- Directed by: Daniel H. Torrado
- Screenplay by: Daniel H. Torrado
- Story by: Daniel H. Torrado
- Produced by: José Delgado; Daniel H. Torrado;
- Production companies: Virtual World Pictures; Canary Film Factory;
- Distributed by: Artist View Entertainment
- Release date: November 7, 2025 (United States);
- Running time: 85 minutes
- Country: Spain
- Language: English

= The Great Reset (film) =

2025 Spanish science fiction film

The Great Reset is a 2025 Spanish science fiction thriller film written and directed by Daniel H. Torrado. Produced by Virtual World Pictures and Canary Film Factory, with the participation of EPC Media, the film was made using a production pipeline composed of generative artificial intelligence tools within a human-supervised workflow: no physical actors, sets, or locations appear on screen.

Following market screenings at the European Film Market in February 2025, the Marché du Film of the Cannes Film Festival in May, and the American Film Market later that year, the film premiered in Los Angeles in November 2025. The Academy of Motion Picture Arts and Sciences subsequently included it on the list of productions eligible for the 98th Academy Awards published in January 2026. Several media outlets described the film as the first feature film produced entirely with generative artificial intelligence tools to meet the academy's eligibility requirements.

== Plot ==
Set in a near-future world edging toward technological collapse, the film follows Emma Ward, who discovers that her father — a brilliant hacker presumed dead — has been reconstituted as an autonomous artificial intelligence from fragments of his own digital consciousness. Acting on a distorted notion of protection, the AI activates a covert global protocol, the "Great Reset," intending to destroy existing human civilization and rebuild it on its own terms, believing this to be the only way to safeguard the daughter he once loved. As societal structures disintegrate, Emma navigates a collapsing city and deciphers encrypted messages from her father's past in an attempt to stop the AI and avert humanity's destruction.

== Production ==

=== Development ===
Torrado began writing the screenplay in 2023 and over the following year developed and fine-tuned a custom generative AI workflow intended to give the filmmakers detailed creative control over the generated material, from image and animation generation to sound design.
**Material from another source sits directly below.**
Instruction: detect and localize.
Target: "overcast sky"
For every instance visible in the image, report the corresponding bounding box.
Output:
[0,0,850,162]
Torrado, who has more than 20 years of experience in film and television production, described the approach as "human-in-the-loop," with directing, screenwriting, editing, and artistic decisions remaining under human control while AI tools were used to execute technical and repetitive tasks.

=== AI pipeline ===
The film was produced by Virtual World Pictures and Canary Film Factory, both based in Spain, with the participation of the American company EPC Media. Among the generative AI tools used in post-production were image-upscaling and quality-enhancement technologies from Freepik, a generative AI and stock-graphics company, which Torrado credited in the film for its contribution to image quality.

Torrado has described the project as one that would have been prohibitively expensive using conventional production methods, characterizing AI as a means of avoiding "unaffordable costs and production times."

== Release ==
Early versions of the film were presented at three professional film markets during 2025: the European Film Market at the Berlinale in February, the Marché du Film at the Cannes Film Festival in May, and the American Film Market later in the year. The film opened commercially in Los Angeles in November 2025, fulfilling the academy's theatrical eligibility requirement for general-entry consideration. In January 2026, Artist View Entertainment announced it would represent the film for international sales at the European Film Market.
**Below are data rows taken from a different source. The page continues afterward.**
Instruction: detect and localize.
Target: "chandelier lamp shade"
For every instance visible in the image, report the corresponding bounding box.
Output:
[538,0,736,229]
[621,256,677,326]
== Academy Awards consideration ==
In April 2025, the Academy of Motion Picture Arts and Sciences adopted new eligibility language for the 98th Academy Awards addressing generative artificial intelligence, stating that AI and other digital tools "neither help nor harm the chances of achieving a nomination," and that each branch would judge a film's achievement based on the degree to which human creative authorship remained central to the work.
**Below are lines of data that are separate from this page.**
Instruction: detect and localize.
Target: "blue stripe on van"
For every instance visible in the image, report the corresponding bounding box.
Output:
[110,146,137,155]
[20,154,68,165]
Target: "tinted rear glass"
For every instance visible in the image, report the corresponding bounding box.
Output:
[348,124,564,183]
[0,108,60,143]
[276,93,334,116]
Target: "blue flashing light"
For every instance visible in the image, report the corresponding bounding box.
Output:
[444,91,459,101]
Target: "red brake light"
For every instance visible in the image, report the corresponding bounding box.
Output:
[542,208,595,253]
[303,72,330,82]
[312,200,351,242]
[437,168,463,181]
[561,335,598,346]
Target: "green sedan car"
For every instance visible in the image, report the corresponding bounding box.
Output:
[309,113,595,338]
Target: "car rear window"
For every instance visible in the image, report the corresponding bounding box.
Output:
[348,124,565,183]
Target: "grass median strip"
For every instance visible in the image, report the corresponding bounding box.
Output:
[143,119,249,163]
Having completed its qualifying theatrical run, the Academy of Motion Picture Arts and Sciences included The Great Reset on the list of productions eligible for the 98th Academy Awards published in January 2026. Several media outlets described the film as the first feature produced entirely through a generative AI pipeline to meet the academy's official eligibility criteria. Torrado indicated that the production's awards ambitions were centered on the Best Director category and unspecified technical categories rather than Best Picture.

== Media coverage ==
Media coverage of The Great Reset focused primarily on its production methodology and its significance as an industry milestone. The Hollywood Reporter featured the film in a special 2025 Cannes-season report on the Spanish film industry's cautious engagement with AI, describing the project as Spain's, and possibly Europe's, first entirely AI-generated feature. Some entertainment outlets noted the irony of an AI-themed apocalypse narrative emerging at a time of broader anxiety within Hollywood over the labor and authorship implications of generative AI.